Like Polly, I need to be flexible and be happy with my nieces and nephews, cherish them, and maybe one day I will have my own family. I have to stop dreaming of babies, drooling over Anne Geddes pictures, and just get a pet fish that I can baby at home. And shower my nieces and nephews with lots of aunty love of course!

Jane said...

Dinah, I was thinking about how Tom has a problem with just letting everything happen to him. And it reminded me of a story called "Mark the Shrink" in Augusten Burroughs' Magical Thinking. Augusten dated a psychiatrist named Mark and he has a problem with just kind of letting things happen to him...even though he's a psychiatrist. It might be something you would find to be a good read.

It's a sadder short story in the book, but it was still really good...and Burroughs doesn't normally praise shrinks

Anonymous said...

Are the rich people always beautiful and brilliant? I have not found this correlation. Perhaps if your practice focused on celebs... Are there many celebs in Baltimore? Does Obama make the drive in to see you? He is reasonably wealthy, not bad looking and clever, probably not brilliant.

Anonymous said...

I just want to say that I agree a person's personality seems to determine how talkative they are or how much detail they tend to use in conversation. I guess my Boy Doctor/Girl Doctor comment didn't make that clear. And I imagine "the beautiful people" do talk about the same things in therapy as those of us who are less blessed do. Unfortunately, my sessions wouldn't make interesting fiction reading, and I felt the way Polly and Tom’s were written didn't make them very interesting either. Granted that's only my opinion, but it was meant as honest feed-back. The premise of developing Polly and Tom's characters through their therapy sessions had great potential, and I wanted to find them engaging, but I didn't. The elements were there to make them interesting, but they felt flat. I thought Julius came across with more depth, possible because of the first person narrative, and consequently I was more invested in seeing where the story would take him.

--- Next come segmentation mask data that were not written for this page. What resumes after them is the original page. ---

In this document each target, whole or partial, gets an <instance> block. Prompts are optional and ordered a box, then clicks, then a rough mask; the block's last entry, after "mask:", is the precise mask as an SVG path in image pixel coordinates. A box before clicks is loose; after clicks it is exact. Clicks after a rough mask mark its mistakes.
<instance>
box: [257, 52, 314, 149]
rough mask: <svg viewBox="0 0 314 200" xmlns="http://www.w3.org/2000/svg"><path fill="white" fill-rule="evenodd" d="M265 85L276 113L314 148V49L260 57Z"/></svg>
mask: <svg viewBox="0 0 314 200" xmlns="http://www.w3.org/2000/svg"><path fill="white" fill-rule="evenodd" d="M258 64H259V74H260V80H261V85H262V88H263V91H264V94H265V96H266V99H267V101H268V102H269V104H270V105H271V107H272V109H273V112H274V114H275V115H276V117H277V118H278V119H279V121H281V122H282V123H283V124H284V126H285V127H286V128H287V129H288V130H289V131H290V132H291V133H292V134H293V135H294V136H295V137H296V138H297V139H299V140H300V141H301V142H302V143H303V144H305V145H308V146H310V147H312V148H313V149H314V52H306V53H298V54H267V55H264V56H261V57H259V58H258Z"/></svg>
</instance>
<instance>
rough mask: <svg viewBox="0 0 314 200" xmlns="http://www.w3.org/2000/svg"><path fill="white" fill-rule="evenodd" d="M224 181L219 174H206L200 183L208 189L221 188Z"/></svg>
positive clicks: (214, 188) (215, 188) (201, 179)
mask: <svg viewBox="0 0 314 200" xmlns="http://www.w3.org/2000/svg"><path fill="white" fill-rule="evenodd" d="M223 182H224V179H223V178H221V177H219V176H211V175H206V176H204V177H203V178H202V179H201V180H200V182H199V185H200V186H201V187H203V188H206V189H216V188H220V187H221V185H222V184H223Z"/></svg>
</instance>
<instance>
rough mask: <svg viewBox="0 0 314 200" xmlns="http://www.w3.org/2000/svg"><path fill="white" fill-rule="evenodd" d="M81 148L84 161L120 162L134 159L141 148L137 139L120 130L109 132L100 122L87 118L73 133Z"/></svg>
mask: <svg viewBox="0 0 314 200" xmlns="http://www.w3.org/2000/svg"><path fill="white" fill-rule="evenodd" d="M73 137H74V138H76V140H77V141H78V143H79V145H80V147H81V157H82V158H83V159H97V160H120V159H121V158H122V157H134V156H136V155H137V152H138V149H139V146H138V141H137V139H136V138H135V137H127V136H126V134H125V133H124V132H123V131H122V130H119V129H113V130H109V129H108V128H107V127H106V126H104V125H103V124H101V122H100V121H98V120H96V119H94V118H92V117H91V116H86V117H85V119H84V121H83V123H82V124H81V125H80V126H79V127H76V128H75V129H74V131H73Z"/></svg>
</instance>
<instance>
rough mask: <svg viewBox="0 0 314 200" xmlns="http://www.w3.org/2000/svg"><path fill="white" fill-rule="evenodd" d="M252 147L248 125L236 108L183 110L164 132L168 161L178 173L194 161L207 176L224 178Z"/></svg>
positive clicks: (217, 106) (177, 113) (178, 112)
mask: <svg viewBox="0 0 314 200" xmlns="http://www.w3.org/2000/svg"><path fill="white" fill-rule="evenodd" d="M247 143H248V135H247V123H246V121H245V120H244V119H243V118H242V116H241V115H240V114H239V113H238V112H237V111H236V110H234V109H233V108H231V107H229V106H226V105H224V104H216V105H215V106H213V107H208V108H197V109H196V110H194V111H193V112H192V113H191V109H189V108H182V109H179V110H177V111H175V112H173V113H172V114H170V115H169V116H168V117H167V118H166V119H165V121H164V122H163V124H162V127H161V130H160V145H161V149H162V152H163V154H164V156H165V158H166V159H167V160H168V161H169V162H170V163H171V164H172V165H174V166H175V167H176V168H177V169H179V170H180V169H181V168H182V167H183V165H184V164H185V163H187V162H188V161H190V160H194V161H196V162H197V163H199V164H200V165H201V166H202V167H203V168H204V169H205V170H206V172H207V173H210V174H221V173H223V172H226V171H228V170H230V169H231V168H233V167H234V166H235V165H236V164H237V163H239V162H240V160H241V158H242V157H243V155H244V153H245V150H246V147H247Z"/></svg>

I don't feel characterization should suffer for the sake of advancing plot, especially given the kind of story you were writing in Home Improvement, but again that's just my two cents. Best of luck with Double Billing.

Anonymous said...

Dinah wrote of Polly's character:

"She embodies all the people who give you all the reasons why they can't change and use these reasons as excuses for their inertia."

Sue Grafton opens one of her books with this marvelous observation about the capacity to change:

"The basic question is this: given human nature, are any of us really capable of change? The mistakes other people make are usually patently obvious. Our own are tougher to recognize. In most cases, our path through life reflects the fundamental truth about who we are and who we've been since birth. We're optimists or pessimists, joyful or depressed, gullible or cynical, inclined to seek adventure or avoid all risks. Therapy might strengthen our assets or offset our liabilities, but in the main we do what we do because we've always done it that way, even when the outcome is bad... perhaps especially when the outcome is bad."

Anonymous said...

I can't believe that what I'm reading... "dumb, ugly people"? "non-beautiful people"? I assume that this "person" writing this is also a character of some sort. I can't imagine an actual professional speaking this way. Yuck.